Let’s pause for a little lesson from the business school. Corporations exist as legal entities specifically designed in their charters, the very DNA of their legal persons, to make a profit for their shareholders. Nowhere in their charters are they expected or asked to be socially responsible, to treat human persons (as opposed to corporate persons) humanely, or to engender high labor costs for themselves by improving working wages and conditions for the employees of their foreign subsidiaries’ bottling partners. So, based strictly on what corporations are designed to do, one can hardly blame them for executing horrible human rights violations in the interest of cutting costs and increasing gross profit margins. That, after all, is what increases values for the shareholders.

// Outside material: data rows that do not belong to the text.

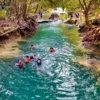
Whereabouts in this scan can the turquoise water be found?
[0,21,100,100]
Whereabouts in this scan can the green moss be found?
[0,10,6,18]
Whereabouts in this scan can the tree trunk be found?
[84,11,91,27]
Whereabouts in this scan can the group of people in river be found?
[16,45,55,69]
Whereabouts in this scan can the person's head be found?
[18,60,22,63]
[30,56,34,59]
[38,59,41,63]
[50,47,53,49]
[26,56,29,58]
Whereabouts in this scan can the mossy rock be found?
[92,19,100,25]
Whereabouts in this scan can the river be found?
[0,23,100,100]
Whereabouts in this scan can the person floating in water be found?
[39,12,43,18]
[30,45,35,51]
[30,56,34,62]
[49,47,55,53]
[36,59,42,66]
[17,60,24,68]
[24,56,30,64]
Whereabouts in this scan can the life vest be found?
[18,62,23,67]
[30,46,35,49]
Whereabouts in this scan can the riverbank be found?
[0,35,26,59]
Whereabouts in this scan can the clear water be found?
[0,24,100,100]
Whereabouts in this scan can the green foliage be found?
[0,10,6,18]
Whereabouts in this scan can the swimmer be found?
[30,56,34,62]
[37,59,41,66]
[17,60,24,68]
[24,56,30,64]
[49,47,55,53]
[30,45,35,51]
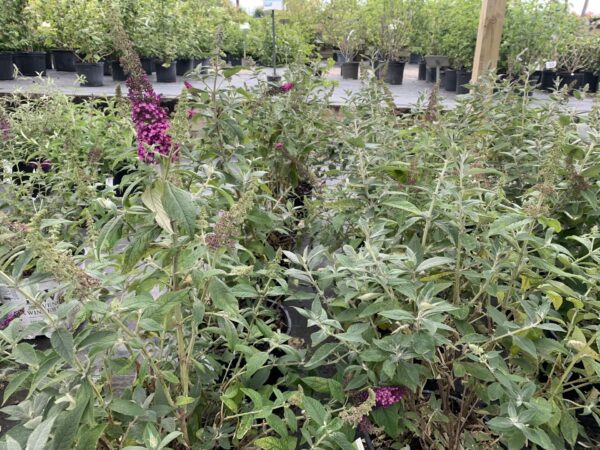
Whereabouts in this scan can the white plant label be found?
[354,438,365,450]
[263,0,283,11]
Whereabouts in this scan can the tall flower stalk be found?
[111,4,179,164]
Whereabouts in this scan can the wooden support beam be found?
[471,0,506,83]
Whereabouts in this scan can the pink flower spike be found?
[280,81,294,92]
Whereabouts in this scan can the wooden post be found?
[471,0,506,83]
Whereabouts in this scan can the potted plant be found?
[73,0,110,87]
[324,0,365,80]
[381,0,410,84]
[13,0,46,77]
[0,0,21,80]
[223,20,246,67]
[440,0,480,94]
[109,0,140,81]
[142,0,178,83]
[556,35,600,90]
[176,2,196,76]
[36,0,82,72]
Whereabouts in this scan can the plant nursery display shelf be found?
[0,64,593,112]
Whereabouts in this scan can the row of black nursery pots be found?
[419,62,472,95]
[111,58,209,83]
[341,61,406,85]
[0,50,211,87]
[0,52,47,80]
[540,70,598,93]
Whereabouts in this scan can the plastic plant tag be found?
[263,0,283,11]
[354,438,365,450]
[0,281,62,339]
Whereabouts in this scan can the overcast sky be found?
[232,0,600,14]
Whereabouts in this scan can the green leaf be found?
[254,436,294,450]
[283,408,298,433]
[522,427,556,450]
[304,343,339,370]
[208,277,239,315]
[50,328,74,362]
[95,216,123,259]
[300,377,329,394]
[77,423,108,450]
[25,417,56,450]
[302,396,327,425]
[267,414,288,438]
[110,398,145,417]
[560,410,579,445]
[463,362,496,381]
[142,181,173,234]
[372,404,400,438]
[5,435,23,450]
[415,256,454,272]
[158,431,182,450]
[379,309,415,321]
[513,336,537,358]
[382,200,423,216]
[52,382,90,450]
[581,164,600,177]
[123,226,161,272]
[235,414,254,440]
[245,352,269,377]
[3,370,31,404]
[175,395,195,406]
[162,183,198,236]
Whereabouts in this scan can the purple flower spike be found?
[0,309,23,330]
[373,386,408,408]
[280,81,294,92]
[127,75,179,164]
[0,119,10,142]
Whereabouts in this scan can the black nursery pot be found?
[456,70,473,95]
[584,72,598,93]
[419,61,427,81]
[342,61,360,80]
[194,58,210,74]
[227,55,242,67]
[52,50,76,72]
[556,72,586,92]
[102,59,112,77]
[374,59,386,80]
[540,70,556,91]
[385,61,404,85]
[75,63,104,87]
[140,58,155,75]
[111,61,127,81]
[46,53,54,70]
[156,61,177,83]
[13,52,46,77]
[444,69,456,92]
[177,58,194,76]
[408,53,423,64]
[426,67,437,83]
[0,52,14,81]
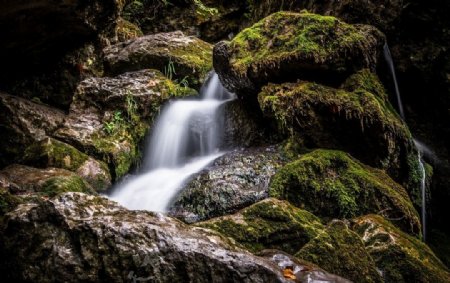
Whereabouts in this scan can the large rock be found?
[258,70,420,186]
[0,164,95,197]
[170,147,284,222]
[104,31,212,86]
[0,0,130,80]
[214,12,384,96]
[0,92,64,167]
[0,193,344,282]
[295,220,384,282]
[270,150,421,234]
[55,70,196,179]
[21,138,111,191]
[353,215,450,283]
[196,198,325,254]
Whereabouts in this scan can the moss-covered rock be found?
[104,31,213,87]
[55,70,197,180]
[353,215,450,283]
[269,150,421,234]
[21,138,111,191]
[196,199,324,254]
[258,70,419,184]
[295,220,383,282]
[214,12,384,96]
[0,164,95,197]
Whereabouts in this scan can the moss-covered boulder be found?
[170,147,285,223]
[295,220,383,282]
[104,31,213,87]
[353,215,450,283]
[21,138,111,191]
[54,70,196,180]
[214,12,384,96]
[196,198,324,254]
[0,164,95,197]
[258,70,419,184]
[269,150,421,234]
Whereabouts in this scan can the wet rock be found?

But wait – shareholders may also value human rights; the value they place on the stock of a given company may also be increased by that company’s spotless human rights record, its staunch advocacy of livable wages and humane working conditions, and its commitment to corporate giving and increasing the sustainability of its operations. In this way, it makes sense for Coke to take every opportunity to do right by its employees, and the employees of its subsidiaries, and to refrain from partnering with bottlers who will engage in violent union-busting activities – not because these activities are inherently, morally right but because they are conducive to a strong public image, good corporate reputation, and high stock price, or continued value to the stockholders. What is morally right in the corporate world is that which is conducive to increasing value.
Sometimes, this corporate right corresponds with the less profit-motivated rights-and-duties-based morality of the non-corporate world. Sometimes, it doesn’t.
Based on the above information, it should be clear that a boycott is not the way to reach a multinational mega-company like Coke, but influencing public opinion is. There is much talk of “voting with your dollar” but, in fact, the financial impact of the combined U.S., U.K. and Canadian boycott of Coke has been negligible. The ancillary publicity generated by the boycott has been more effective from a public relations standpoint.